Now, the sons want the OUP to pull out the 2nd edition of their father’s book to include the missing chapters. Ameena Saiyid has refused. “It will be difficult to simply insert the two chapters in the 2nd edition (now). They won’t fit with the flow.”
Besides, she says “If material from the original edition was not included, perhaps that was the author’s intention. I could not, as publisher, tamper with the author’s material and add or take away from it. I had to maintain the integrity of the material and use what the family/ heirs had given me since they were now the owners.”
Why should son Haris Niazi blame the publisher and the editor for the missing chapters? “Without these chapters,” Harris reportedly said, “the current generation of readers will be deprived of an account of two crucial periods in the history of the Pakistani press.” The mystery of the missing chapters can only be solved if we find out who compiled the final manuscript that was sent to the OUP? Many months after Zamir Niazi’s death, one of his friends and admirers – he had many – had asked Zubeida Mustafa to help in finalising the book. “The material was in the form of handwritten notes in tiny handwriting all over sheets of paper. They were not organised and needed a writer with plenty of time, skill and experience to do it.” Zubeida did not agree to do the project ostensibly because it required a lot of time.
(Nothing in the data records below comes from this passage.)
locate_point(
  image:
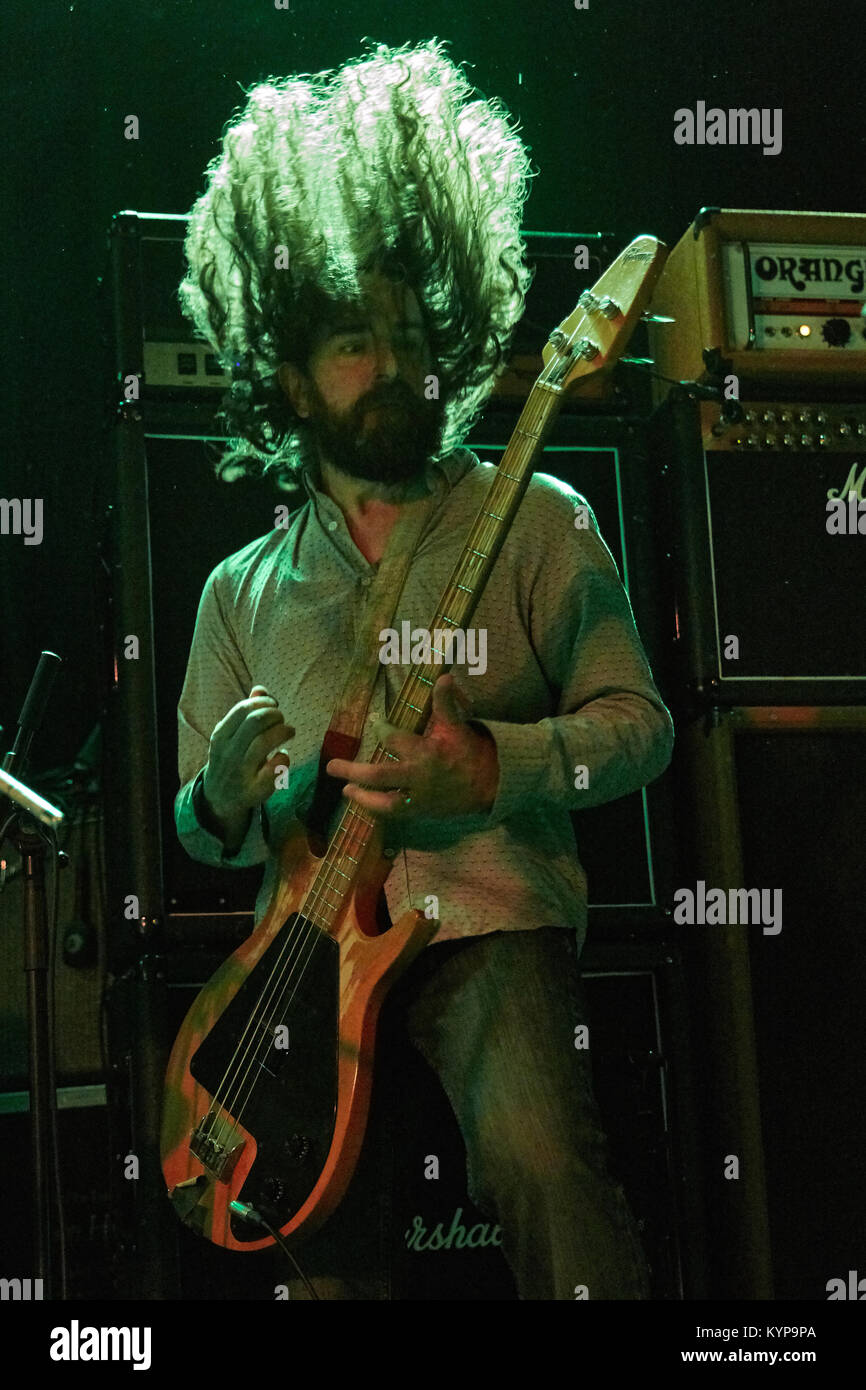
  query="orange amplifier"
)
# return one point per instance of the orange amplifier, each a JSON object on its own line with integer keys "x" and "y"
{"x": 779, "y": 296}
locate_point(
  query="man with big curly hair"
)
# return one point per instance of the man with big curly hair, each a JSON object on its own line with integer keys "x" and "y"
{"x": 356, "y": 264}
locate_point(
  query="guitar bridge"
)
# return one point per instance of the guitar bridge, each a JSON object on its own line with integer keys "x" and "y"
{"x": 217, "y": 1158}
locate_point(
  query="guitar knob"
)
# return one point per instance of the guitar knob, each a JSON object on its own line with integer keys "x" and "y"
{"x": 273, "y": 1191}
{"x": 296, "y": 1148}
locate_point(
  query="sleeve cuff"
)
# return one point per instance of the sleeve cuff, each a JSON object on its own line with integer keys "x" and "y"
{"x": 206, "y": 847}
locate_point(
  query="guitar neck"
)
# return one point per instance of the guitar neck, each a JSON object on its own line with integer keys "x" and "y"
{"x": 587, "y": 341}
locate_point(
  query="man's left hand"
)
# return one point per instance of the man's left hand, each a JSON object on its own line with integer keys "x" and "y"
{"x": 452, "y": 770}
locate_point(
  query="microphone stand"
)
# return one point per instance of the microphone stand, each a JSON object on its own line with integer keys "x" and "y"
{"x": 22, "y": 827}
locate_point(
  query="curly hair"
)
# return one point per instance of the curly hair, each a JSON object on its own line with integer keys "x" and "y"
{"x": 391, "y": 163}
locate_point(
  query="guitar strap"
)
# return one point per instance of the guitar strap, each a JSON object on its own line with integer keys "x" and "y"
{"x": 344, "y": 736}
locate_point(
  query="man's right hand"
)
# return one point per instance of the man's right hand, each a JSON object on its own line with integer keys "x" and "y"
{"x": 243, "y": 754}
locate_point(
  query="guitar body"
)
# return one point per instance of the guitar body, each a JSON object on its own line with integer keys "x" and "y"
{"x": 273, "y": 1112}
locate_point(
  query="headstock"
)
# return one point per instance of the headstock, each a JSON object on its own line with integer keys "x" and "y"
{"x": 597, "y": 331}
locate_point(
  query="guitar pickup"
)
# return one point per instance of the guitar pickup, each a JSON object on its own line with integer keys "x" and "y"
{"x": 217, "y": 1158}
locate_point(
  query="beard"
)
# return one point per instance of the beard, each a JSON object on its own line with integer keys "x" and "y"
{"x": 387, "y": 437}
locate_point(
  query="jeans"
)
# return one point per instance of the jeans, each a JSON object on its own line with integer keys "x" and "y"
{"x": 495, "y": 1018}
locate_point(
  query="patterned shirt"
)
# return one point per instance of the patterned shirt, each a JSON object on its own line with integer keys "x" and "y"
{"x": 567, "y": 694}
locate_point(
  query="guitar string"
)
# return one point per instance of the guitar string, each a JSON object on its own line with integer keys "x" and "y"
{"x": 289, "y": 957}
{"x": 328, "y": 868}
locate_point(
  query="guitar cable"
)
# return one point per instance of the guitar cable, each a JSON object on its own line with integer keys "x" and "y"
{"x": 249, "y": 1212}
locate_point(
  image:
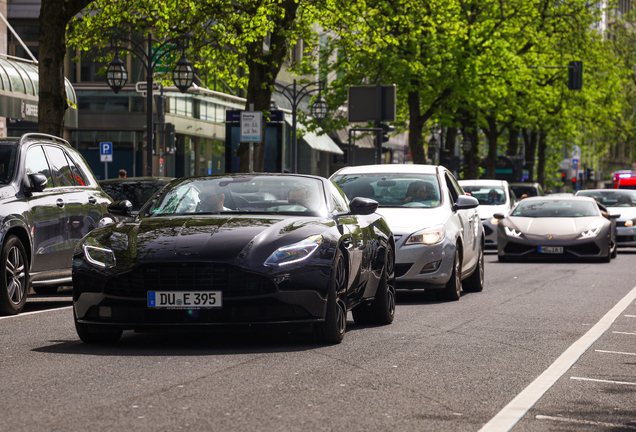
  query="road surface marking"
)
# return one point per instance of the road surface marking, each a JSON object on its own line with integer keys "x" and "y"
{"x": 614, "y": 352}
{"x": 519, "y": 406}
{"x": 606, "y": 381}
{"x": 34, "y": 312}
{"x": 564, "y": 419}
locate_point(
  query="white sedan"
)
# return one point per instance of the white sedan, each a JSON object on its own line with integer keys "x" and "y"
{"x": 438, "y": 233}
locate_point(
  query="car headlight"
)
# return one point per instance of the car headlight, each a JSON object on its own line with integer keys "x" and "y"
{"x": 590, "y": 232}
{"x": 428, "y": 236}
{"x": 295, "y": 252}
{"x": 98, "y": 254}
{"x": 512, "y": 232}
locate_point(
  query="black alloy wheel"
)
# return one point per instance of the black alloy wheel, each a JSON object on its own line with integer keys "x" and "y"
{"x": 475, "y": 282}
{"x": 96, "y": 334}
{"x": 382, "y": 310}
{"x": 332, "y": 330}
{"x": 14, "y": 267}
{"x": 453, "y": 289}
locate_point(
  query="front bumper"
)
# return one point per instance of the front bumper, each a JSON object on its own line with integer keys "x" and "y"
{"x": 248, "y": 298}
{"x": 422, "y": 266}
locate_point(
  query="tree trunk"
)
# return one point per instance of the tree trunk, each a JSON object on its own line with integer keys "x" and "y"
{"x": 264, "y": 66}
{"x": 492, "y": 134}
{"x": 531, "y": 151}
{"x": 543, "y": 145}
{"x": 416, "y": 127}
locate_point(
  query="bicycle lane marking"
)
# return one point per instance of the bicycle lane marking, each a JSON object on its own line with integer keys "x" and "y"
{"x": 510, "y": 415}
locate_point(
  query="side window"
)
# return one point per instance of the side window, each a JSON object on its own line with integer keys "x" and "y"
{"x": 339, "y": 198}
{"x": 59, "y": 166}
{"x": 78, "y": 176}
{"x": 36, "y": 163}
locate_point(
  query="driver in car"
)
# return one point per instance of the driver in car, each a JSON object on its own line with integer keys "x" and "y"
{"x": 211, "y": 199}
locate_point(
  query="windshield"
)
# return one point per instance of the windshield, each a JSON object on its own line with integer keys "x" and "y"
{"x": 137, "y": 192}
{"x": 487, "y": 195}
{"x": 556, "y": 208}
{"x": 249, "y": 194}
{"x": 7, "y": 162}
{"x": 393, "y": 190}
{"x": 612, "y": 198}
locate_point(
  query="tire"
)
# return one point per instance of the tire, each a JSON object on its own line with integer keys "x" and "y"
{"x": 98, "y": 335}
{"x": 453, "y": 288}
{"x": 382, "y": 310}
{"x": 14, "y": 282}
{"x": 332, "y": 330}
{"x": 475, "y": 282}
{"x": 45, "y": 290}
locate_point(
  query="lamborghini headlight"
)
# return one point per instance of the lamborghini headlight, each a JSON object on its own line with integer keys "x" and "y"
{"x": 295, "y": 252}
{"x": 428, "y": 236}
{"x": 98, "y": 254}
{"x": 512, "y": 232}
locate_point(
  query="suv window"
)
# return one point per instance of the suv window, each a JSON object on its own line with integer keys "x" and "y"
{"x": 36, "y": 163}
{"x": 59, "y": 167}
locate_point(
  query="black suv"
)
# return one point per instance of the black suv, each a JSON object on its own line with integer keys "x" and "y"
{"x": 49, "y": 199}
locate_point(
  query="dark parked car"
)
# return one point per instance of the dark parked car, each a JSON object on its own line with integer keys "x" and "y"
{"x": 137, "y": 190}
{"x": 241, "y": 250}
{"x": 49, "y": 200}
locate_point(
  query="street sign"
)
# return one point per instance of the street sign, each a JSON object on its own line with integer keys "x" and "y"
{"x": 251, "y": 126}
{"x": 141, "y": 86}
{"x": 106, "y": 151}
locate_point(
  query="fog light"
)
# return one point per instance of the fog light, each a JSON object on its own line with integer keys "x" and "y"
{"x": 430, "y": 267}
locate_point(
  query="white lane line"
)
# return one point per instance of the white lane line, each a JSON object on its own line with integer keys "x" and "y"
{"x": 519, "y": 406}
{"x": 590, "y": 422}
{"x": 614, "y": 352}
{"x": 34, "y": 312}
{"x": 605, "y": 381}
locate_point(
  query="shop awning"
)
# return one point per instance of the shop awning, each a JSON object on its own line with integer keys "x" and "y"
{"x": 315, "y": 141}
{"x": 19, "y": 82}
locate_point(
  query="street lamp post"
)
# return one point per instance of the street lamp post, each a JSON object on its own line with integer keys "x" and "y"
{"x": 294, "y": 95}
{"x": 117, "y": 75}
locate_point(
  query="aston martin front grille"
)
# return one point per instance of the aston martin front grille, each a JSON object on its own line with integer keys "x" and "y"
{"x": 233, "y": 282}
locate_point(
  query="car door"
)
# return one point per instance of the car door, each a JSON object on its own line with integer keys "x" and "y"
{"x": 469, "y": 221}
{"x": 47, "y": 216}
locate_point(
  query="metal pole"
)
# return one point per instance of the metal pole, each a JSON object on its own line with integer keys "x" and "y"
{"x": 294, "y": 139}
{"x": 149, "y": 125}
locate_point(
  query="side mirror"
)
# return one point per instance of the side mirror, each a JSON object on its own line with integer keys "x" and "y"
{"x": 38, "y": 183}
{"x": 465, "y": 202}
{"x": 120, "y": 208}
{"x": 363, "y": 206}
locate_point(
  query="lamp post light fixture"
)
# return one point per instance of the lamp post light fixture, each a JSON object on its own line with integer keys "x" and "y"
{"x": 294, "y": 94}
{"x": 117, "y": 75}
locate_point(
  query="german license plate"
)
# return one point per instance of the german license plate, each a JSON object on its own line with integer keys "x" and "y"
{"x": 185, "y": 299}
{"x": 550, "y": 249}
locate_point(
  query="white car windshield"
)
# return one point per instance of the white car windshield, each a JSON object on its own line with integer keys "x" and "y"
{"x": 392, "y": 190}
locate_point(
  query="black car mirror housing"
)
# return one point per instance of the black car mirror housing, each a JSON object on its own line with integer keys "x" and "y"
{"x": 465, "y": 202}
{"x": 120, "y": 208}
{"x": 37, "y": 182}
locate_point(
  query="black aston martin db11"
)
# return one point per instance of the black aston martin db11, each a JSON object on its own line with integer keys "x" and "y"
{"x": 557, "y": 227}
{"x": 236, "y": 250}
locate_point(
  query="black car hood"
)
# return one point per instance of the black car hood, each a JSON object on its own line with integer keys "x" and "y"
{"x": 241, "y": 239}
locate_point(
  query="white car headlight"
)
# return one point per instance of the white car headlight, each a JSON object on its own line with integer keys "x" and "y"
{"x": 512, "y": 232}
{"x": 295, "y": 252}
{"x": 428, "y": 236}
{"x": 98, "y": 254}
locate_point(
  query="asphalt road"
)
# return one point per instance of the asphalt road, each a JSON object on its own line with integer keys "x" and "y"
{"x": 439, "y": 367}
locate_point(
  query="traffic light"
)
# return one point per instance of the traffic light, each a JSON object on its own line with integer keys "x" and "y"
{"x": 575, "y": 75}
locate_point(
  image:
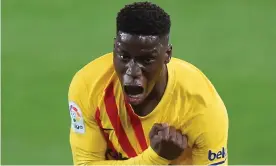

In 2009, after retirement, Zubeida eventually agreed to edit the 2nd edition after the OUP sent her a complete manuscript on a CD. Whoever compiled the manuscript sent to the OUP by the sons of Zamir Niazi, can solve the mystery of the missing chapters. Who is that person? Meanwhile, the plot thickens: While Ameena Saiyid has agreed to publish “The Press in Chains” in its original form, the permission by the heirs of Zamir Niazi has reportedly been declined.
Is it a case of nerves? Who’s afraid of ZAB? Is it the heirs of the late author or is it the publisher who may fear a backlash from his son-in-law, President Asif Zardari? “There is no question of our censoring or being ordered by the PPP government to remove the Bhutto chapter as some people are implying. No one from the government has said a word. No pressure at all,” Ameena wrote to me.
The biggest losers are Zamir Niazi, the media, and the coming generations of Pakistanis who will never know the truth as told by the man of steel and nerves who refused to buckle under pressure. Let’s then hope Haris and Junaid Niazi (two very fine people) will allow the reprint of their father’s irreplaceable book The Press in Chains, as it appeared 25 years ago.